Las exenciones se han de fundar en “la experiencia local del capitán del buque, las características del buque, la naturaleza de la carga, las peculiaridades del puerto y otras circunstancias que reglamentariamente se prevean previo informe de la Autoridad Portuaria, oído el órgano que ejerza la representación de los prácticos a nivel nacional”.
Cuantos han tenido oportunidad de observar la actuación del práctico, obligatoriamente embarcado en los barcos de línea regular, o con máquinas y timones sofisticados, y en los grandes yates, saben que éste se limita a tomarse un café y charlar, si el idioma y las circunstancias lo permiten, con el capitán y los oficiales presentes en el puente. Atracado el barco –o antes de atracar, como presencié en una ocasión en Barcelona- el práctico abandona la nave y pasa la correspondiente factura por sus servicios.
Los prácticos constituyen un eslabón de la cadena de seguridad de un puerto, sin duda. Para la mayoría de los buques extranjeros que tocan nuestros puertos, el práctico realiza una labor imprescindible, cuando menos por el control que ejerce sobre los remolcadores que han de ayudar en la maniobra de atraque/desatraque. Pero resulta ocioso y redundante en las maniobras de los barcos con capitán y tripulación total o parcialmente española, que tocan con regularidad el puerto en cuestión.
Las exenciones solicitadas por esos capitanes son recibidas con manifiesto desagrado por la Administración marítima, generalmente temerosa de cualquier decisión que luego pueda causarles algún problema. De modo que se limitan a copiar lo que las empresas de prácticos, que han de ser oídas preceptivamente, alegan por sistema contra las exenciones. A las empresas (corporaciones de prácticos), les va en ello mucho dinero que pueden dejar de ganar. Las exenciones se miran con lupa y se someten a tal cúmulo de requisitos, algunos rayanos con el ridículo, que en la práctica pierden de vista el objetivo dispuesto por el legislador.

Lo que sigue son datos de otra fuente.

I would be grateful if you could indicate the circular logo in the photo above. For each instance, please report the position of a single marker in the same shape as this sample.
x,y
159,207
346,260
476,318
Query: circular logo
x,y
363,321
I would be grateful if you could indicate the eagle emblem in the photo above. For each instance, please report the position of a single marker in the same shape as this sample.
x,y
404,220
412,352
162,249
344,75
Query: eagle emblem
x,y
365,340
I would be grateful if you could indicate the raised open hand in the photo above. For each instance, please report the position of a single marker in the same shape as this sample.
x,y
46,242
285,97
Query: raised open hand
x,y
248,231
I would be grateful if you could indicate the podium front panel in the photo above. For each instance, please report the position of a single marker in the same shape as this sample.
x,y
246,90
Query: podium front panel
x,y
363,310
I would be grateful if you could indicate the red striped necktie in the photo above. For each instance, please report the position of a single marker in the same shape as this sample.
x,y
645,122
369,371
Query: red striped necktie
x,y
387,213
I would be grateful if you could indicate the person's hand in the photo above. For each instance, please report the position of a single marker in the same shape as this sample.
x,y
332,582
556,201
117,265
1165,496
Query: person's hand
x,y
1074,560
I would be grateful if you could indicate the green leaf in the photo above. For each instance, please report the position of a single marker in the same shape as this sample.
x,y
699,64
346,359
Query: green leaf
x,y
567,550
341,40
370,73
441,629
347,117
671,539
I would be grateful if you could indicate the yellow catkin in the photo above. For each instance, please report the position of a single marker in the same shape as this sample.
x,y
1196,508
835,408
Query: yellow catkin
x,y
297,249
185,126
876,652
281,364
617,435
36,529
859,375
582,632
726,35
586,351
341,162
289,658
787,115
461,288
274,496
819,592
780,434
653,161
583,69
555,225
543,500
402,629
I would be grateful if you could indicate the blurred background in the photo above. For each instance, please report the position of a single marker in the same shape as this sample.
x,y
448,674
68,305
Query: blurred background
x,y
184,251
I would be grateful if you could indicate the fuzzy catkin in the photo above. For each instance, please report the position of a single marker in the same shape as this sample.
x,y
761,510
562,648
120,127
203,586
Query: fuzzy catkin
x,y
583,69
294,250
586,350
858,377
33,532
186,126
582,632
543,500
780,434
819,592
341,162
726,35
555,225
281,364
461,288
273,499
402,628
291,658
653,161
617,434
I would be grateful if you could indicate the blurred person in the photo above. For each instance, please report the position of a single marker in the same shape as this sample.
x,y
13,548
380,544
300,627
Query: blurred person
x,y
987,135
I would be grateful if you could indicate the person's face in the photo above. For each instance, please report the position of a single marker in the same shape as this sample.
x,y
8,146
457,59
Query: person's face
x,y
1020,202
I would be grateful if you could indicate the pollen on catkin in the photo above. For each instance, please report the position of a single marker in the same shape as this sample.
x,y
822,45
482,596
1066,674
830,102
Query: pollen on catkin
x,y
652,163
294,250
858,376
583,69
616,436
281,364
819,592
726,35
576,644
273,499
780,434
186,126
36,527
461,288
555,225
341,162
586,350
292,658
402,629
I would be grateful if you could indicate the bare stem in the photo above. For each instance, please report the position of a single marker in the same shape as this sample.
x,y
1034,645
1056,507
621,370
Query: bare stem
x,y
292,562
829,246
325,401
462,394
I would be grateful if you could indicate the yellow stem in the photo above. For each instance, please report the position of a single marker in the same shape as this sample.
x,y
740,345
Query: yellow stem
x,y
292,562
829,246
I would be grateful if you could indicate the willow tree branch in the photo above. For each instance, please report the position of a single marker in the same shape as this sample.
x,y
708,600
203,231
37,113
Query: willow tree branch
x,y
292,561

Las navieras soportan el gasto. En los puertos con mucho tráfico (Barcelona o Las Palmas, por ejemplo), donde los prácticos se reparten sueldos varias veces superiores al sueldo que percibe el presidente del Gobierno, se niegan las exenciones con argumentos más que discutibles, siempre poniendo la seguridad marítima, en abstracto, como la razón intangible y por ello innegociable que justifica la necesidad del práctico. Ello a pesar del conocimiento general de que el práctico se limita a bordo a tomarse un café.
En los puertos de escaso tráfico, a los manidos argumentos pro domo sua (escondiendo el interés económico bajo el mantra o cantilena de la seguridad marítima), hay que añadir el efugio de que el práctico necesita para redondear sus ingresos que los barcos de línea regular paguen religiosamente los practicajes de entrada y de salida, sin excepción (ni exención). En Melilla, por ejemplo, o en Mahón.
Es decir, se obliga a las navieras a sostener el servicio portuario de practicaje. El practicaje constituye un instrumento relevante de la seguridad de los puertos, ciertamente. En ese caso, ¿por qué no pagan las Autoridades Portuarias a los prácticos que el puerto necesite y que el tráfico mercante no alcance a remunerar? Sería lo lógico. ¿O por qué no crean las corporaciones de prácticos un fondo de solidaridad que distribuya con ponderación la suma total de sus ingresos? Esa idea constituye un principio del sistema portuario español, de modo que su aplicación por los prácticos sería coherente y razonable, sino obligada. Con uno u otro modelo, o con los dos combinados, podríamos acabar de paso con las plantillas insuficientes, mal endémico de nuestros puertos, donde los prácticos aplican sin impedimento el principio de la avaricia: cuantos menos seamos a más tocaremos. ¿Y la seguridad del puerto? Sí claro, la seguridad, pero lo primero es lo primero, y no es lo mismo repartir la tarta entre quince que entre veinticinco.
Derivar el gasto del mantenimiento del servicio de practicaje hacia las navieras españolas que sobreviven con dificultades supone condenarlas a competir con desventaja sobre otros modos de transporte. Obligar a las navieras a enfrentarse a las empresas de prácticos, muchos de cuyos miembros han pasado por sus buques de pilotos o de capitanes, resulta cínico e indecoroso. Si el practicaje es un servicio portuario náutico, de acuerdo con la ley, las Autoridades Portuarias han de asumir su responsabilidad. Y si los prácticos defienden su función por la seguridad, como dicen, y no por las cuantiosas ganancias que perciben (no todos), habrían de crear el fondo de solidaridad cuanto antes. Los monopolios privados –eso es hoy en España el servicio de practicaje- están obligados a repartir los beneficios de su situación entre todos los miembros, so riesgo de que la sociedad les obligue a ello si no lo hacen y acabe de vez con el egoísmo del sistema.